How Much Do Babysitters Cost? It Depends On What State You Live In
The cost of hiring a babysitter varies widely across the United States. And the most expensive sitters aren't where you'd think.
The $100 dinner date died the moment your kid arrived. $100 for dinner? Try $100 for the caregiving that is required for you to simply step out of your house for a few hours. Babysitters are expensive, but some sitters are more expensive than others — and that mostly depends on where you live.
In Alaska, North Dakota, Montana, Mississippi, and Wyoming, you could be paying as much as $16 per hour for an evening to yourself, according to average salary data collected by Indeed.com. Maybe it’s because these low-populous states have a supply issue? Or maybe parents here are just willing to pay more to get out of Dodge (actually, Kansas is one of the cheaper states) If you live in Texas, Georgia, or Ohio, however, you’re in luck. These states all enjoy sitters that, on average, clock in under $13/hour. A cheap date night? Have at it!
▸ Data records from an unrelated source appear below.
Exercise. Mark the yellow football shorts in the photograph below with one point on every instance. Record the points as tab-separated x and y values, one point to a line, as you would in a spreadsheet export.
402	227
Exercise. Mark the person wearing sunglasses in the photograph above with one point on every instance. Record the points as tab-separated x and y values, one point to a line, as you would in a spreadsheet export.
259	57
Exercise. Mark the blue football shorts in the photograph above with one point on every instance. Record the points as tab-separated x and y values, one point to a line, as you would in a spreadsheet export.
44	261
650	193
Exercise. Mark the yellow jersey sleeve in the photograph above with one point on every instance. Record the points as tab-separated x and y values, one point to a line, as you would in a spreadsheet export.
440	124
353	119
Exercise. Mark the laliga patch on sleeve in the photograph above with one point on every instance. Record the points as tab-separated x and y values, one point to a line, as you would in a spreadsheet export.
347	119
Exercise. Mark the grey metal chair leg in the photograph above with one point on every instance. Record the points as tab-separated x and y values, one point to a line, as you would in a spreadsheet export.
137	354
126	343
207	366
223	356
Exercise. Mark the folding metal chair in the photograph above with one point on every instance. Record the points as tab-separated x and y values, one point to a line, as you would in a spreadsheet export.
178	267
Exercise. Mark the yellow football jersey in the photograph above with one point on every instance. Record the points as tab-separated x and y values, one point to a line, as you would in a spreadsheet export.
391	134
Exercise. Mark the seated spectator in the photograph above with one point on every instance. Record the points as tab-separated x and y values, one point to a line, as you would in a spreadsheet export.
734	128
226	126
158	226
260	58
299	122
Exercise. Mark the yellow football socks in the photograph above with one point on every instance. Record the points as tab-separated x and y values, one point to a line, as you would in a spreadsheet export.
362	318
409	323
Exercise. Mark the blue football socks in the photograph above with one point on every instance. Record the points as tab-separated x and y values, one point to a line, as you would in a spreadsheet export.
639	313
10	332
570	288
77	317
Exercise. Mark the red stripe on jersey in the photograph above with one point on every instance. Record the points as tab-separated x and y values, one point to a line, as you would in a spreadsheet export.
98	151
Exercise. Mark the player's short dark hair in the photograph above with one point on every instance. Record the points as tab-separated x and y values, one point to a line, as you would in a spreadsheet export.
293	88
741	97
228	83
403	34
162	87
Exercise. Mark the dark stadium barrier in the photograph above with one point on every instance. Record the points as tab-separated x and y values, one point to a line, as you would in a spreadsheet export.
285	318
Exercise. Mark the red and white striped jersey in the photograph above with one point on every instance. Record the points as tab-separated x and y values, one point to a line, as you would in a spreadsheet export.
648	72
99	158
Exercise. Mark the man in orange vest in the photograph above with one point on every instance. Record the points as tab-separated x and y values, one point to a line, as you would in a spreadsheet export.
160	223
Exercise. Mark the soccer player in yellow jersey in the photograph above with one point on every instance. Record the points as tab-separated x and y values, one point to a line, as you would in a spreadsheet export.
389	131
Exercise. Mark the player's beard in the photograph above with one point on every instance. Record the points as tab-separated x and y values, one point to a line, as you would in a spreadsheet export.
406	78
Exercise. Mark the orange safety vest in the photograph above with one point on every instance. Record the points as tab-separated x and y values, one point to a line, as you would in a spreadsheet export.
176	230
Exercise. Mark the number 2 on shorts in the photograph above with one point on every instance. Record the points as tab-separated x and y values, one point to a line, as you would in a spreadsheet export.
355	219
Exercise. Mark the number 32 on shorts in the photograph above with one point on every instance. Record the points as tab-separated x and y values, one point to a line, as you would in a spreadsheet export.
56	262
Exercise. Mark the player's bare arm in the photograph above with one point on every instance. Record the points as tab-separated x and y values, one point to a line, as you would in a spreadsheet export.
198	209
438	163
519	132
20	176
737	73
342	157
Sometimes it’s worth shelling out a few extra dollars for a babysitter. SitterCity recommends paying your babysitter an extra dollar or two on top of the base rate for each additional child (we all know that more children mean more work). It also makes sense to pay more for an experienced nanny who is certified in CPR and First Aid, than your buddy’s 16-year-old. But you should be able to get out of the house without spending more than $20 per hour, unless you have many, rambunctious children. Even in the most pricey states, average babysitter salaries seldom surpass $16/hour.
One odd quirk of the Indeed.com data is that the most expensive babysitters don’t seem to live in states known for particularly high costs of living or particularly generous minimum wages. That’s atypical. Generally, you can expect the costs of childcare to increase in areas that have more working parents, higher minimum wages, higher transportation costs, and higher costs of living.